Making Out of Sample Predictions with GaussianRandomWalk

I am running into the classical shape issue when sampling the posterior predictive distribution on out-of-sample data, as described in this pymc discourse video by @lucianopaz . The reproducible example is as follows:

import numpy as np
import pymc as pm
import pandas as pd
import arviz as az
from pydataset import data
import matplotlib as plt


#get data
df = data('faithful')

#define factory function
def rolling_regression_model_factory(coords,x,y):
    with pm.Model(coords=coords) as model:
        regressor = pm.Data('x',x,dims='obs_ind')
        beta_1 = pm.GaussianRandomWalk('beta_1',dims='obs_ind')
        beta_0 = pm.Normal('beta_0',mu=0,sigma=10)
        mu = beta_0 + beta_1 * regressor
        output = pm.Data('y',y)
        sigma = pm.HalfCauchy('sigma',10)
        observed = pm.Normal('observed',mu=mu,sigma=sigma,observed=output,dims='obs_ind')
    return model

#split train and test
df_train = df[0:200]
x_train = df_train.waiting
y_train = df_train.eruptions
coords_train = {'obs_ind':np.arange(len(df_train))}
df_test = df[201:272]
x_test = df_test.waiting
y_test = df_test.eruptions
coords_test = {'obs_ind':np.arange(len(df_test))}

#sample on training data
with rolling_regression_model_factory(coords=coords_train,x=x_train,y=y_train):
    trace = pm.sample()
    
#sample pp on test data
with rolling_regression_model_factory(coords=coords_test,x=x_test,y=y_test):
    pp = pm.sample_posterior_predictive(trace)
ValueError: Input dimension mismatch. One other input has shape[0] = 200, but input[2].shape[0] = 71.
Apply node that caused the error: Elemwise{Composite{(i0 + (i1 * i2))}}(InplaceDimShuffle{x}.0, beta_1, x)
Toposort index: 1
Inputs types: [TensorType(float64, (1,)), TensorType(float64, (None,)), TensorType(int32, (None,))]
Inputs shapes: [(1,), (200,), (71,)]
Inputs strides: [(8,), (8,), (4,)]
Inputs values: [array([-4.42644186]), 'not shown', 'not shown']
Outputs clients: [[normal_rv{0, (0, 0), floatX, True}(RandomGeneratorSharedVariable(<Generator(PCG64) at 0x7F7ECA41D9E0>), TensorConstant{[]}, TensorConstant{11}, Elemwise{Composite{(i0 + (i1 * i2))}}.0, sigma)]]

Can you edit you message with triple backticks ` to format the code correctly?
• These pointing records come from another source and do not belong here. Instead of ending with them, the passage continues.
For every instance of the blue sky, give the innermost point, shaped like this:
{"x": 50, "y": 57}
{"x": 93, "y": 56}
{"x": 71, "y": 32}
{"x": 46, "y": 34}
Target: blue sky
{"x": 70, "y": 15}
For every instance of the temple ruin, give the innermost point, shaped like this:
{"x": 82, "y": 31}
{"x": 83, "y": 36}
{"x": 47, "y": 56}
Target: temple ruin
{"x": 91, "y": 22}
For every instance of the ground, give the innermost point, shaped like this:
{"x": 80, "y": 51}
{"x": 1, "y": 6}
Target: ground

It’s very difficult to read like this

Done, thanks for flagging

The error you’re seeing is caused by the fact that the inferred values of beta_1 that are stored in the trace have shape (chains, draws, 200). So when you try to do predictions switching the regressor values to a shape of (71,), beta_1 * regressor fails. However, this error isn’t the main concern with what you are trying to do.
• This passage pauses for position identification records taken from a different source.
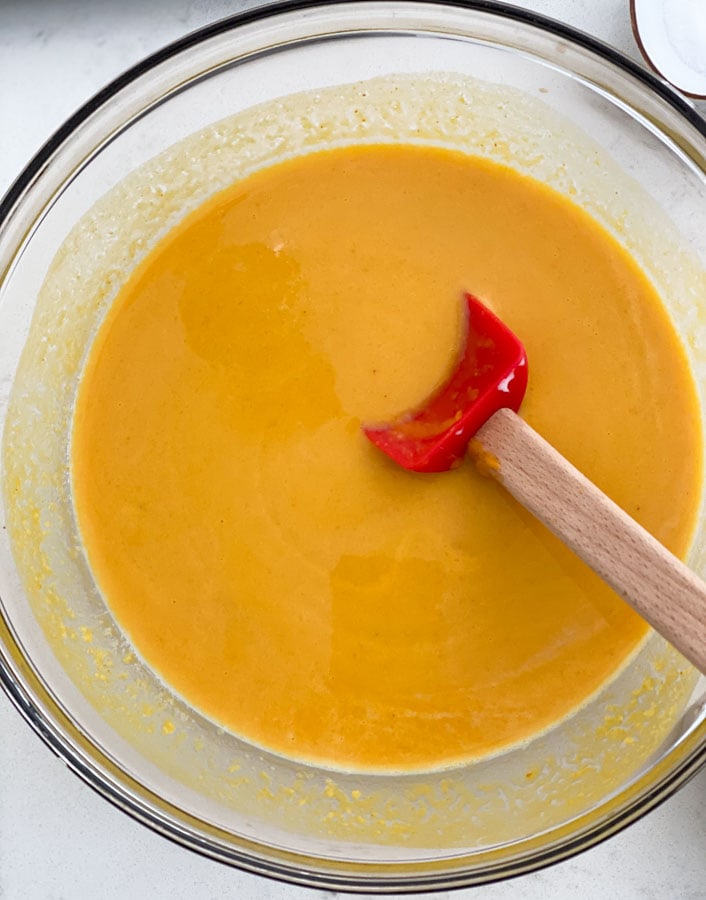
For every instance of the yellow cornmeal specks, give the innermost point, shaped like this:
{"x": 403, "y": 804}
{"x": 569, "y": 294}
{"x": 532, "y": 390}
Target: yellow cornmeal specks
{"x": 218, "y": 455}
A few central assumptions must be met for you to be able to do out of sample predictions by just switching in and out regressor values, but leaving the model structure the same:

  • The new observations must be conditionally independent from the past regressor values
  • The coefficient values must not change when adding the new regressors

In your problem, beta_1 is a GaussianRandomWalk. This means that beta_1 changes over time, and its future values are conditionally related to the ones that were inferred on the training data. For this reason, making out of sample predictions isn’t as simple as just building a new independent model with new regressor values. As a rule of thumb, this happens every time that you have time series distributions. What you need to do instead is to forecast the potential future values of beta_1, and use those to make predictions of the potential future values of observed.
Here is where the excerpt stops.